サルバム(sulvam)の2018-19年秋冬コレクションが、2018年1月14日(日)にイタリア・ミラノで発表された。ブランドにとって2回目のミラノファッションウィーク。純粋なメンズブランドであったサルバムが、今季、思考したのはジェンダーフリーということ。「女性が男性の服を着た時の美しさとは。」その解明を示したシーズンである。
まず、デザイナーの藤田はジェンダーフリーを考察するにあたり、提案したのはオーバーサイズのトップス。大きすぎるシャツは、絶妙な肩のヌケをつくり、肌と空間があるからこそ生まれるドレープ感を持ち合わせる。アウターは、バックスタイルに丸みが生まれ、通常では生まれないはずの立体感をもち、ビックサイズのラメ入りリブニットは、ラフな着心地から着飾らない良さを導きだす。女性モデルの採用はそれらを体現するとともに、身に着けることで中和され、優しさをともなうことを証明した。
また、今回は前シーズンよりも、荒々しさを抑えた印象を受ける。とはいえ、裾は切りっぱなし、縫い目のズレは当たり前。さらにパターンの組み合わせはまるでパズルのよう。文章を書き殴るかのようにその時の気持ちを率直にぶつける、“精緻な”デザインが今季も健在であることは間違いない。

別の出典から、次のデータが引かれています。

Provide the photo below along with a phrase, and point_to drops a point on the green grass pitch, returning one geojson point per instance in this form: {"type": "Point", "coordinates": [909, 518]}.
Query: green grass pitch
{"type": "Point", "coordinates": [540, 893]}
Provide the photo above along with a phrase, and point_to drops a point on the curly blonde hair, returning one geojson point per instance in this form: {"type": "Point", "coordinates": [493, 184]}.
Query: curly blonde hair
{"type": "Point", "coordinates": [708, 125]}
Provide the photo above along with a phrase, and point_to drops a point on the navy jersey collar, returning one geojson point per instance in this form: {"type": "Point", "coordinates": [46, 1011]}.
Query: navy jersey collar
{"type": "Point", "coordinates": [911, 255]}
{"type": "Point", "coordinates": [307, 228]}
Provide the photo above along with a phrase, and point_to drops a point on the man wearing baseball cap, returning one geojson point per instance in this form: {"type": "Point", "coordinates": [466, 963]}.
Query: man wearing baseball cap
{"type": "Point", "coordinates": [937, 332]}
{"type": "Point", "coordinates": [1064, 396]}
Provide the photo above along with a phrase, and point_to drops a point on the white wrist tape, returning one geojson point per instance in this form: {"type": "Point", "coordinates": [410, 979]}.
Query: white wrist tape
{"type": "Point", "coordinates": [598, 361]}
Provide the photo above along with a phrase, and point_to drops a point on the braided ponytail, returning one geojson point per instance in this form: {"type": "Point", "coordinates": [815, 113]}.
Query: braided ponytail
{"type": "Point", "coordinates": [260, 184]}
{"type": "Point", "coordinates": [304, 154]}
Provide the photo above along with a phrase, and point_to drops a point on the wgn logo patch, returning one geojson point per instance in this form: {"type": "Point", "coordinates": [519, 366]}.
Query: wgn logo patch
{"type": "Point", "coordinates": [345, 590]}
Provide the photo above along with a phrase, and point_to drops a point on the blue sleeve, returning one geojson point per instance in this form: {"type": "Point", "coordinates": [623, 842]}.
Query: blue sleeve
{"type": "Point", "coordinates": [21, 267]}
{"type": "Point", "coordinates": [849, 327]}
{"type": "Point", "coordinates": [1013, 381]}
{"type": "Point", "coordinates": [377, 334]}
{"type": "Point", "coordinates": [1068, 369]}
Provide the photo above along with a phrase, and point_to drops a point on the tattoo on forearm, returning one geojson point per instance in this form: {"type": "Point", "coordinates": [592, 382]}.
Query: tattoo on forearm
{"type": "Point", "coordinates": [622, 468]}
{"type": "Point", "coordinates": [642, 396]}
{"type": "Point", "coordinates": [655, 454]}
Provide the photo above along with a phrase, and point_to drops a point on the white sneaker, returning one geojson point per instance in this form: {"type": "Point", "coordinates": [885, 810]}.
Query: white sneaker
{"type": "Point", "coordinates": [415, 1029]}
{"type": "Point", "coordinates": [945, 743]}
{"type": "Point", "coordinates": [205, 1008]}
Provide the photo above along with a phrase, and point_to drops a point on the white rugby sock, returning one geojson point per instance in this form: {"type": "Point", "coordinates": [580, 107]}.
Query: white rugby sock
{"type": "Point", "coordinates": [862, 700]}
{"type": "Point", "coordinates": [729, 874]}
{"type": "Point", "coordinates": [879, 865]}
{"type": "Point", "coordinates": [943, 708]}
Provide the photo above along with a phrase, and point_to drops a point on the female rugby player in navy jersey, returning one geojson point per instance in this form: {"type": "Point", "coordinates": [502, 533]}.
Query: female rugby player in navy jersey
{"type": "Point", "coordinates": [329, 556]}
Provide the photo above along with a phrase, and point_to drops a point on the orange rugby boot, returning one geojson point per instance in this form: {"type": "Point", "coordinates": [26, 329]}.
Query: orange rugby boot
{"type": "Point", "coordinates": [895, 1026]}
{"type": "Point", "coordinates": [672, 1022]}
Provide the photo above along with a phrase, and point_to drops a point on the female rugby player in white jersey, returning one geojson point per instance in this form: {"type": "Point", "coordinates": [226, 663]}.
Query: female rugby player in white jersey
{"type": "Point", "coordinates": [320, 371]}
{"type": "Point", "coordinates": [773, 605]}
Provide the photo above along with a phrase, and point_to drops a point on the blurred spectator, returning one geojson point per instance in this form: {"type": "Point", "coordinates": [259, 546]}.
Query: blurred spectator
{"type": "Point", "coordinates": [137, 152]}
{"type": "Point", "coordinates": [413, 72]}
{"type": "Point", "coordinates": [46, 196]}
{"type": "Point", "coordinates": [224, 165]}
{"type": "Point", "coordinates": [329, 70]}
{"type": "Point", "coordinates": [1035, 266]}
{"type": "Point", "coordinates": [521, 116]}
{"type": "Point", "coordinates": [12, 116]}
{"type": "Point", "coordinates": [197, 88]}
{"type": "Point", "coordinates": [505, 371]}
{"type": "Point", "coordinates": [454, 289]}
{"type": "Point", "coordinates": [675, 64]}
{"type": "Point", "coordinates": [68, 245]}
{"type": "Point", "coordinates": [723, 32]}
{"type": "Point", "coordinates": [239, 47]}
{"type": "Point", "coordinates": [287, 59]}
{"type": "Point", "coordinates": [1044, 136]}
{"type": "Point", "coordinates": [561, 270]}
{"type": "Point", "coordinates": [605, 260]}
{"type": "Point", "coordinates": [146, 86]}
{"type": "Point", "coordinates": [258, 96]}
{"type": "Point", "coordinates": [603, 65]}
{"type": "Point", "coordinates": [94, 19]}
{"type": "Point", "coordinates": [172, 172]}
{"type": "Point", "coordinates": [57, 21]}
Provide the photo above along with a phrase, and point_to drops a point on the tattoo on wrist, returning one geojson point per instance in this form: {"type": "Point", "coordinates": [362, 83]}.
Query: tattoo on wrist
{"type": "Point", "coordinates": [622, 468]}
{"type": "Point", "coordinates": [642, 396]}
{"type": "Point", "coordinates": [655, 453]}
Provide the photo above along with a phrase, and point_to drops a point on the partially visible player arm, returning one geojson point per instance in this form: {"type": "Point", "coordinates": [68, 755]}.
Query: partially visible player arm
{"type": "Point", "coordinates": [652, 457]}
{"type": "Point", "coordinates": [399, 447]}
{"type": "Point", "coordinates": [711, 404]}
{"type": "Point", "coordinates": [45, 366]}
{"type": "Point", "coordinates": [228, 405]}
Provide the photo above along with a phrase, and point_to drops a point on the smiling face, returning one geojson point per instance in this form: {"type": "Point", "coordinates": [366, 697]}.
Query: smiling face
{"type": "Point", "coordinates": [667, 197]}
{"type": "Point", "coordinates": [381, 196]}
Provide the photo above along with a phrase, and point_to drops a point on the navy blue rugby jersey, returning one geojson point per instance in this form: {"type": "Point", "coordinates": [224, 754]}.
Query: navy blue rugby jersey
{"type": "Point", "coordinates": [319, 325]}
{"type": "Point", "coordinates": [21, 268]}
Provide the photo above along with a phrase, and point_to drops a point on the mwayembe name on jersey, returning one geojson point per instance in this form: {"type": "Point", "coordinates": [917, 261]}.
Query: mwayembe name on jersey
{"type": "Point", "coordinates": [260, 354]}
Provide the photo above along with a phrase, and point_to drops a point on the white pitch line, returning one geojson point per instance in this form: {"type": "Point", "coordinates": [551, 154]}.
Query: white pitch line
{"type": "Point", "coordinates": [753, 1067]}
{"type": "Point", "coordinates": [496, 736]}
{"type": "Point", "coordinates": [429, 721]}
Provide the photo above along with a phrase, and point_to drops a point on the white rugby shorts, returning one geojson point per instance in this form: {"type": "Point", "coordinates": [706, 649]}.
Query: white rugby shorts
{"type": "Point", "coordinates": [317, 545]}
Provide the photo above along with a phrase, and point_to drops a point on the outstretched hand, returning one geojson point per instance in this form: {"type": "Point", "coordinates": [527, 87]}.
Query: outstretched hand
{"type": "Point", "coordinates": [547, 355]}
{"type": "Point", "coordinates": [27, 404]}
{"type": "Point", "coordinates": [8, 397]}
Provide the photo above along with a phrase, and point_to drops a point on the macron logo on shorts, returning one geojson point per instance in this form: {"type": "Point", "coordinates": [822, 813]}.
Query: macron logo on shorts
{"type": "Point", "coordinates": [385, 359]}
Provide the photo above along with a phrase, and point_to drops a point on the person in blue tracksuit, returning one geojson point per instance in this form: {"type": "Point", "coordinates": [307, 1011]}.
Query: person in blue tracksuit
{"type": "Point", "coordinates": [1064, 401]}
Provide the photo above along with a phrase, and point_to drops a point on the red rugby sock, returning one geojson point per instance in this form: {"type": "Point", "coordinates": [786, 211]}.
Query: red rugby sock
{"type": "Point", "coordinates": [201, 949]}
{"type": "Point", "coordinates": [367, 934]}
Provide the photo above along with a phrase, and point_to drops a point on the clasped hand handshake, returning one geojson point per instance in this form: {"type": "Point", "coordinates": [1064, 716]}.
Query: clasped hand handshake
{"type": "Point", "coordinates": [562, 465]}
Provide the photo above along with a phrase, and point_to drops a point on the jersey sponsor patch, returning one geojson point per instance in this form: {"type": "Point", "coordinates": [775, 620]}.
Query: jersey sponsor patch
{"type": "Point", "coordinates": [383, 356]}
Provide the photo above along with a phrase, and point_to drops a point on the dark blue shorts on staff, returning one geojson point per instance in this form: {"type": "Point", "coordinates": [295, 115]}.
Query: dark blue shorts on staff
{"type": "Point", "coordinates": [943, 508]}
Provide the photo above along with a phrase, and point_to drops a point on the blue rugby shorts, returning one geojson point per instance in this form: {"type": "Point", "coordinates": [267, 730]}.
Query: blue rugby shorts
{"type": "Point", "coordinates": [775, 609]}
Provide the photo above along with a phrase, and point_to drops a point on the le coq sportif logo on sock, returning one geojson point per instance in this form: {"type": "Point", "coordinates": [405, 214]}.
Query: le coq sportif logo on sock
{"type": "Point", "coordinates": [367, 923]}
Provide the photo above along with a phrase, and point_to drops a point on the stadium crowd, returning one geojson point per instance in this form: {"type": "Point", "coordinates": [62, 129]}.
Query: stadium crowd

スーツやコート、さらにレザージャケットに至るまで、おおかたポケットの位置がバラバラだし、裏地は剝がれ、垂れ下がり、縫い代は飛び出ている。しかし、裏地の光沢感を見せることで、ある一種の上品さを生み、ミシンで縫った後にするはずの糸始末をせず遊ばせることで、一種の繊細さを取り込んでいる。ランダムなステッチやパッチワーク、そして結び目が装飾として登場している。何か別のものを単純に取り込むわけではなく、そこにあるものにアレンジを加えて見せるサルバム流の装飾が今シーズンもスパイスになっている。